Uncle Sam, unfortunately, still controlled the military-industrial complex, the financial capital and, perhaps most importantly, the institutional tools to bend the law to its favour. It has been the tragedy of the Left that it assumed that its understanding of history, its sudden awakening, is in any way a good defence against the sticks and stones the powers that be are willing to employ.

Sorkin focuses on the use of the judiciary as a means of waging war against the counterculture movement. In 1968, the Democratic National Convention was being held in Chicago, where a new presidential nominee would be elected. But with the Vietnam War and the high profile assassinations of Martin Luther King, Jr. and Robert Kennedy, the atmosphere for political turbulence was set.

For the event, leaders of various left-leaning movements, organisations and personalities organised rallies to descend on the convention. They all hoped it would be peaceful. It was not, less as a result of the actions of the people attending the rallies but police that ended up inciting riots.
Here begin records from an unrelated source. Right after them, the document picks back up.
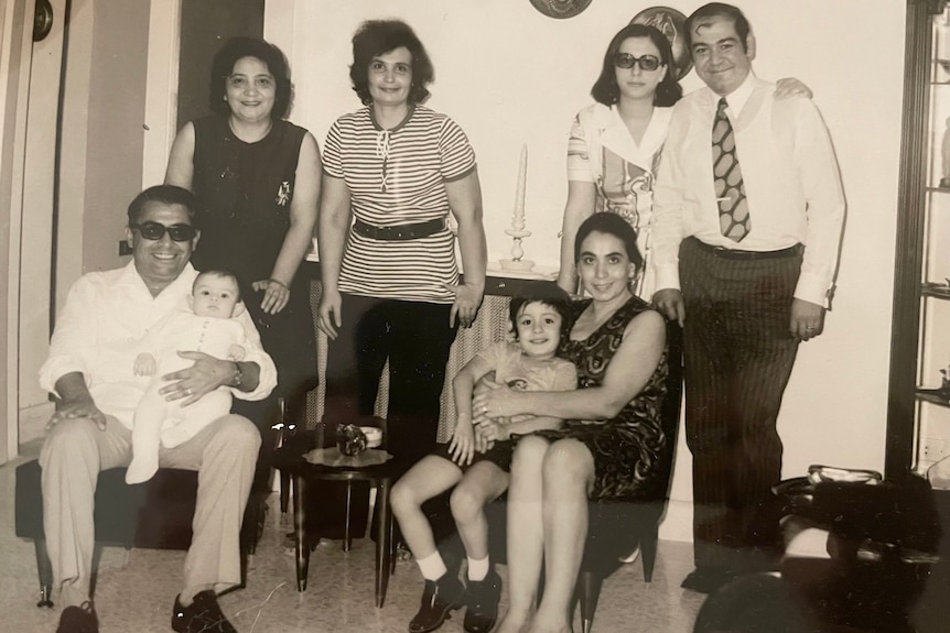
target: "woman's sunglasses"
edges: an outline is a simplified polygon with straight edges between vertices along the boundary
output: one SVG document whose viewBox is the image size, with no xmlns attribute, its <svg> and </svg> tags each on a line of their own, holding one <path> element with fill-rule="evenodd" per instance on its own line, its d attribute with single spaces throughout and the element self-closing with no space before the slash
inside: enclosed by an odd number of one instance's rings
<svg viewBox="0 0 950 633">
<path fill-rule="evenodd" d="M 160 240 L 168 231 L 169 237 L 175 242 L 187 242 L 198 234 L 197 229 L 191 225 L 172 225 L 166 227 L 159 222 L 142 222 L 141 225 L 129 225 L 130 229 L 138 229 L 147 240 Z"/>
<path fill-rule="evenodd" d="M 614 54 L 614 66 L 617 68 L 633 68 L 634 64 L 639 64 L 641 70 L 656 70 L 660 67 L 660 61 L 652 55 L 634 57 L 629 53 Z"/>
</svg>

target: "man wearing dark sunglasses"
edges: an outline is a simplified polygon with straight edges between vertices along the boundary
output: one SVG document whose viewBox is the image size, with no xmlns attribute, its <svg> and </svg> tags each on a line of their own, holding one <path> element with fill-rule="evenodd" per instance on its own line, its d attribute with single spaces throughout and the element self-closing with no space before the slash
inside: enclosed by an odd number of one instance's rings
<svg viewBox="0 0 950 633">
<path fill-rule="evenodd" d="M 96 480 L 100 470 L 128 466 L 134 407 L 147 383 L 132 375 L 138 341 L 185 305 L 197 271 L 188 260 L 199 232 L 192 225 L 197 199 L 181 187 L 159 185 L 129 205 L 126 237 L 132 261 L 83 275 L 69 292 L 40 370 L 56 411 L 40 455 L 46 544 L 54 587 L 65 607 L 58 633 L 98 631 L 89 594 Z M 192 367 L 170 373 L 161 392 L 183 406 L 219 386 L 241 400 L 270 394 L 277 370 L 246 313 L 248 349 L 242 362 L 180 351 Z M 194 535 L 184 587 L 175 598 L 179 632 L 235 631 L 216 592 L 240 582 L 239 533 L 257 463 L 260 434 L 246 417 L 226 415 L 174 448 L 161 448 L 160 466 L 201 470 Z"/>
</svg>

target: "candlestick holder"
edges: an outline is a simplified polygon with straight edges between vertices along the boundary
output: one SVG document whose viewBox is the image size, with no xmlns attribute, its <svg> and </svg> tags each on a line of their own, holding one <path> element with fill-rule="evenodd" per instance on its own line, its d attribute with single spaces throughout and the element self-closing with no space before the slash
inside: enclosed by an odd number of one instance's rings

Richard Nixon would win the presidential election that year and appoint a William Barr-like character, John Mitchell, a close conspirator during the Watergate Scandal, as Attorney General. In characteristic Nixon fashion, he goes against the opposition, the counterculture in this case, with the charge of inciting riots during the Chicago rally.

Charges are filed against the who’s who of the American grassroots left political movement. These included celebrities such as Abbie Hoffman (Sacha Baron Cohen), Tom Hayden (Eddie Redmayne), Jerry Rubin (Jeremy Strong), Bobby Seale (Yahya Abdul-Mateen II) and three more. It was originally the Chicago eight until Seale’s case was declared a mistrial.

They are brought before an uncompromising judge who is clearly conservative, Julius Hoffman, played majestically by the ever wonderful Frank Langella. A jury that is not necessarily of their peers is picked for them. They are to be judged by a system they are attempting to change, because they believe it is unfair and unjust, designed to perpetuate the privileges of a few.

Sorkin is a master of rapid and witty dialogue and the sustaining of suspense. The film is as absorbing, touching and not easily predictable. More importantly, it resists the temptation to be preachy, as most social commentaries are – a trap Sorkin avoids through the clever employment of humour.

It also has one truly shocking scene. Before Seale’s case was dropped, he had been making a ruckus in the courtroom, asserting that he was unjustly charged. The judge, having enough of his interruptions, orders the bailiffs to take him to another room, where he is beaten and then brought to the courtroom gagged and his hands bound.

I thought at the moment that this was Sorkin taking poetic license. It was not. In 1968, Seale, leader of the Black Panther Party, was beaten, gagged and chained on the orders of an American judge to sit in a courtroom on charges that were obviously trumped-up and politically motivated. This is recent history.

It is to the credit of the likes of Sorkin to bring this part of history to life, which threatens to disappear if left untold and is proof of the stubbornness and longevity of oppression over the human spirit.